Lodish: Marketing is the process of structuring exchanges so that they are valuable. Sales people implement those exchanges. In successful companies, the marketing people and the sales people work very closely together. In fact, in the second of the two books we've done -- Marketing That Works -- we added a chapter on marketing-enabled sales because for your sales people to be successful, there are a lot of things marketing can do to support them, including explaining to the customer how the product works and developing proposals that the sales people can use. Marketing amplifies sales, and sales amplifies marketing. But marketing has to happen first. If you have the right product and service and the right target, sales is an implementation vehicle.
Arabic Knowledge@Wharton: Most entrepreneurs I have met have been intuitive marketers. When they launch a start-up, what aspects of marketing are innate? And what do they need to learn about marketing?
Lodish: They need to understand the important strategic concepts and how to make some of these tactical decisions. There have been a lot of people in a lot of marketing departments -- especially here at Wharton -- who have spent a lot of time working on those decisions. But the biggest thing they can do is go into the marketplace and generate evidence about whether people want to buy their offering at a price that makes sense. You can do that by very simple in-market or concept testing. You can do stuff on the web. But you need to, in a structured way, get people's reactions and get their intent to purchase. That is very low in cost but extremely valuable.
A good example of that is a company called CarsDirect.com, which is the largest automobile dealer in the U.S. It is part of Internet Brands. It started in 1999 when somebody asked, Could we sell automobiles over the Internet and deliver them to people with a bow on them? They glued together a site over a weekend, bought some search words in what was the prelude to Yahoo's overture search called Goto.com and sold cars at something like $50 over invoice. They sold four cars over the weekend, but they proved they could sell $30,000 or $40,000 cars over the Internet. That cost them $15,000, including what they lost on each car because they weren't buying in bulk. From that, they got $200 million in venture capital and are now the largest auto dealer.

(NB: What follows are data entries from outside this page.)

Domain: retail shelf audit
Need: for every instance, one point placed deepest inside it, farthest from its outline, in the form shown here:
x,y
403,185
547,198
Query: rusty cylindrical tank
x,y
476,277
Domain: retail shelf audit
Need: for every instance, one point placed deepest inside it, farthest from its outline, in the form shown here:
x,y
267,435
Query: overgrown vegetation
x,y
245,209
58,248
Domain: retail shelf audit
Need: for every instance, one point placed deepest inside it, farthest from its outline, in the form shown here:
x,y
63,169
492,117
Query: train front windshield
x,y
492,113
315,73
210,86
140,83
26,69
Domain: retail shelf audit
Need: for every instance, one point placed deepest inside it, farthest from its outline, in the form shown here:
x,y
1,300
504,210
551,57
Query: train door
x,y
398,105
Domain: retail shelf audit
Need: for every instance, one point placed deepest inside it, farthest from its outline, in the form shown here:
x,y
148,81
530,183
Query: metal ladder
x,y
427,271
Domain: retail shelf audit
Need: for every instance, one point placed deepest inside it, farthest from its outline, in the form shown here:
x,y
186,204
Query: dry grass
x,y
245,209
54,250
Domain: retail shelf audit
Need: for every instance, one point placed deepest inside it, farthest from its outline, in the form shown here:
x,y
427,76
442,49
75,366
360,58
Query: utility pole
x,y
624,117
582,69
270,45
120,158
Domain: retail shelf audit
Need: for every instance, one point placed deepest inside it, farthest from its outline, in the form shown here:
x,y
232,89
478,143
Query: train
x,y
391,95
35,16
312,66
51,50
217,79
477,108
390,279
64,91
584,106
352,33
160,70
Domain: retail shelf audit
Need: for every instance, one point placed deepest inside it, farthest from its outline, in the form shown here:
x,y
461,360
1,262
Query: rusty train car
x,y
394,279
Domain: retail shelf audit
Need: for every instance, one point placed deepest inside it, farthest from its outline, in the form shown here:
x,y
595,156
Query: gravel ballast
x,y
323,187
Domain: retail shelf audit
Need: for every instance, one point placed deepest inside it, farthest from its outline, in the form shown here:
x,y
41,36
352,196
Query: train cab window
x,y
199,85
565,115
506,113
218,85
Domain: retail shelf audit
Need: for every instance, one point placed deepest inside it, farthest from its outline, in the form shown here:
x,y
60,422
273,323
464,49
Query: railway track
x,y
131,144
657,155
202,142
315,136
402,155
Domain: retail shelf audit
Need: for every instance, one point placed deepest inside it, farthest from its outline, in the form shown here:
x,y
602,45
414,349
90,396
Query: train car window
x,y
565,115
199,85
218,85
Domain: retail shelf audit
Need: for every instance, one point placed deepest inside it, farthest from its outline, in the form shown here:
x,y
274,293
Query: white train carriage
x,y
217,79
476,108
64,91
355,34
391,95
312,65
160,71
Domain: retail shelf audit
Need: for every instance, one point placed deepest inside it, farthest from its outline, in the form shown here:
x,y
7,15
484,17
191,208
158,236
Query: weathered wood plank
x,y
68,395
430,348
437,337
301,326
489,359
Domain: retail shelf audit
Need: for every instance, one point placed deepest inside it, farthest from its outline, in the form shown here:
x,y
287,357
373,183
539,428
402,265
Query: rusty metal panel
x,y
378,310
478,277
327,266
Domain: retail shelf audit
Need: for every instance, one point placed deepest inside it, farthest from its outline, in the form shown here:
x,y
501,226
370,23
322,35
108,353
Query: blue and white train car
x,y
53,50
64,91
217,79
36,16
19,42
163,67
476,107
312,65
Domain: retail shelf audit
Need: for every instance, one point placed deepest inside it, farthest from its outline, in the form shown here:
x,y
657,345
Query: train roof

Arabic Knowledge@Wharton: Could you give one or two points of practical advice for entrepreneurs who want to be better at marketing?
Lodish: Don't be afraid to do something different to be noticed. Once you've done your positioning and targeting, the first thing you want to do is leverage your happy customers. Give them as much inducement as you can to tell their friends -- coupons to give their friends or a reduction off on their order when they sign up friends. That's what Diapers.com does.
If you are not going to do that, the next thing to do is leverage public relations and publicity. The best example of that still is what Josh Kopelman did when he launched Half.com [a website selling used CDs, DVDs, books and video games]. He went to Halfway, Oregon, [in 1999] and convinced the town council in return for [financial donations] to change the name of the town from Halfway to Half.com. That got him on Katie Couric's Today show for five minutes talking about his website. When it was launched, even though he thought he had industrial-strength servers, the demand was so high that the servers went down. A year later, [Half.com] was bought by eBay [in a stock deal valued at about $350 million]. It was a good purchase for eBay because Kopelman had created so much value. But he had to fight with his VC firms that financed him to not spend money on TV advertising, which everybody else was doing, and to do these creative things.
The other thing he did that summer was what he called guerrilla marketing -- he gave some Wharton students rubber gloves with holes in them that said, Don't piss away half your money. Go to Half.com to save half, and put them in every men's room in New York City.... That got him a lot of notoriety, but that was the one of his marketing activities that Meg Whitman stopped when eBay bought Half.com.